Purpose: : Ganglion cell losses are correlated with visual field (VF) defects in glaucoma. An indirect measurement of the in vivo ganglion cell count is the ganglion cell layer thickness (GCLT) as measured by spectral domain optical coherence tomography. This study analyzed the accuracy of RTVue (OptoVue Inc, Fremont, CA) GCLT analysis for the presence of a VF defect on automated perimetry.

Methods: : GCLT data between July 15 and October 15, 2008 were retrospectively analyzed. Glaucoma suspects and glaucoma patients with early to moderate glaucomatous VF defects were included to the analysis if they had a reliable VF within 6 months. Poor quality GCLT images and eyes with other eye diseases which may affect VF or GCLT analysis were excluded. A glaucomatous VF defect was described as the presence of a cluster of 3 or more points depressed below the 5% level, at least 1 of which is depressed below the 1% level. GCLT abnormality was described in 3 different ways and sensitivity and specificities were calculated for each description: 1) presence of significantly thin focal areas in GCLT, 2) abnormal average GCLT in each hemisphere (p<5%), and 3) severely abnormal average GCLT in each hemifield (p<1%).

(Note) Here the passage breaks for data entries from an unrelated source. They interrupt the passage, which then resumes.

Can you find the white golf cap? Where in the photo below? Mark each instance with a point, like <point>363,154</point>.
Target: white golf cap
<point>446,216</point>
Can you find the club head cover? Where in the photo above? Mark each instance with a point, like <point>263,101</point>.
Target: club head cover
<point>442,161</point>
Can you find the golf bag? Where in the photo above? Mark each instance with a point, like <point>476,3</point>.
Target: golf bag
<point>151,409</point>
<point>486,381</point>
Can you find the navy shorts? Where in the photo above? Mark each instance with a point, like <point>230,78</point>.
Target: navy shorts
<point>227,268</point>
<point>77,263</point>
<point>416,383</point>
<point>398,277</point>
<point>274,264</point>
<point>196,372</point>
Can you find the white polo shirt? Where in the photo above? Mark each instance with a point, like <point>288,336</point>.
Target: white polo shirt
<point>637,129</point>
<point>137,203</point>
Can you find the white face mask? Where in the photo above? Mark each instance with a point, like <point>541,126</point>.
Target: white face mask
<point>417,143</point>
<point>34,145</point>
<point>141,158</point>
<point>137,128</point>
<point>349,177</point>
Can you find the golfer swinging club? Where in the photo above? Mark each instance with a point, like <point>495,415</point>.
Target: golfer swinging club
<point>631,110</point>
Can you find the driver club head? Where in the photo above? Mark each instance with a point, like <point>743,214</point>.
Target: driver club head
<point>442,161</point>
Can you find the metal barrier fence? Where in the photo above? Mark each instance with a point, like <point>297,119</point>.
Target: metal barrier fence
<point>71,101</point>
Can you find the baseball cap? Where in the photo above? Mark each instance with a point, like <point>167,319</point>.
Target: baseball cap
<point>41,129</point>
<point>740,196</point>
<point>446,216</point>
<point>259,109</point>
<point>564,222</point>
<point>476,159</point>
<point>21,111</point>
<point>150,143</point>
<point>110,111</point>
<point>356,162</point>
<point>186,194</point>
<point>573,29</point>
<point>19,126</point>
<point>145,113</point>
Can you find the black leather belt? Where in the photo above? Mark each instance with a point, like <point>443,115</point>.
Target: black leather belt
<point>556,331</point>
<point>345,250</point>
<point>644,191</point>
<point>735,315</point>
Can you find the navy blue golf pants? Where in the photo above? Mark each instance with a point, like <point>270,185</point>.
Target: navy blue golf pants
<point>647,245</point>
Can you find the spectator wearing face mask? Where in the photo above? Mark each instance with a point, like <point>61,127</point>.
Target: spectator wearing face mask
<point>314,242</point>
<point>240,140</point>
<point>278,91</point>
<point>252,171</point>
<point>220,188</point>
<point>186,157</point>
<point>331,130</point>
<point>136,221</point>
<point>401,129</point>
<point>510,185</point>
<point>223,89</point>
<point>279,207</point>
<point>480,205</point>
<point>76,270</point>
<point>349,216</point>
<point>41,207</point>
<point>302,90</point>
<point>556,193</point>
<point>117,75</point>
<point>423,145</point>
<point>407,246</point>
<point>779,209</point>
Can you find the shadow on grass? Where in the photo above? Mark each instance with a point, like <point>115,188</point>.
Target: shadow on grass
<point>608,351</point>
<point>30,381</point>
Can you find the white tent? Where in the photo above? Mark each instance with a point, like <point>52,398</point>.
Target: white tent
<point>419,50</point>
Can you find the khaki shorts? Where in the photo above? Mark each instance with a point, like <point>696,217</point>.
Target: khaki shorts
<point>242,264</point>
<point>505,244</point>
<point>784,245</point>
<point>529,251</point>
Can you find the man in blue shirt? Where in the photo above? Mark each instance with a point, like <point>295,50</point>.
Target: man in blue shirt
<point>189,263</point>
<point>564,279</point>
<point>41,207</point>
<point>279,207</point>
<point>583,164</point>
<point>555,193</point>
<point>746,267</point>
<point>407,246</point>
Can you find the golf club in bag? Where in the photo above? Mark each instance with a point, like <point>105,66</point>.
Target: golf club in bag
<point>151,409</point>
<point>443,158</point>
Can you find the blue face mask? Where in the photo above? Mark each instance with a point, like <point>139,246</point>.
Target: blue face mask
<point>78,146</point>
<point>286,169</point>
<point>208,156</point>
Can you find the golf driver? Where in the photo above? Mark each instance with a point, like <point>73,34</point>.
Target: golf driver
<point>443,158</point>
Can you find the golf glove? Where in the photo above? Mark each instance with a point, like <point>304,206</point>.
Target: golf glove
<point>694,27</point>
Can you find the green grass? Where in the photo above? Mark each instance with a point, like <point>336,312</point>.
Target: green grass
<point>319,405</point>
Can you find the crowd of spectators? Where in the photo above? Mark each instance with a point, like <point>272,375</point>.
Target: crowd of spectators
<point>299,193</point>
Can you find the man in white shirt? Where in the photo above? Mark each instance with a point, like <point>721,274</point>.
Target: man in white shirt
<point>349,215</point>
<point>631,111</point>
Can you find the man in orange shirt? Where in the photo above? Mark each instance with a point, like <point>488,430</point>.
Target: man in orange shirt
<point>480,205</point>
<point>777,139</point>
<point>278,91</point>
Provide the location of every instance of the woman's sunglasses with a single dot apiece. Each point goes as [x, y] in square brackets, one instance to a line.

Results: : There were 266 eyes of 146 patients that met the criteria for inclusion in the study. The presence of GCLT defects had 78.9% sensitivity and 61.9% specificity to detect the VF defects. Superior GCLT defects had 71.7% sensitivity and 70.7% specificity to detect inferior VF defects while inferior GCLT defects had 73.3% sensitivity and 65.5% specificity to detect superior VF defects. When description 2 is used, abnormal superior GCLT can predict the presence of inferior VF defects with 34.9% sensitivity and 89.3% specificity. Abnormal inferior GCLT can predict the presence of superior VF defects with 43.6% sensitivity and 89% specificity. When description 3 is used, severely abnormal superior GCLT can predict the presence of inferior VF defects with 27.4% sensitivity and 95.7% specificity. Severely abnormal inferior GCLT can predict the presence of superior VF defects with 34.7% sensitivity and 95.2% specificity.

Conclusions: : Focal areas of abnormal GCLT correlate with the presence of defects in the corresponding VF hemifield with moderate sensitivity and specificity. Although classifications of average thicknesses as normal or abnormal for each hemifield were found to be specific, their low sensitivity limits their use to predict the presence of visual field defects.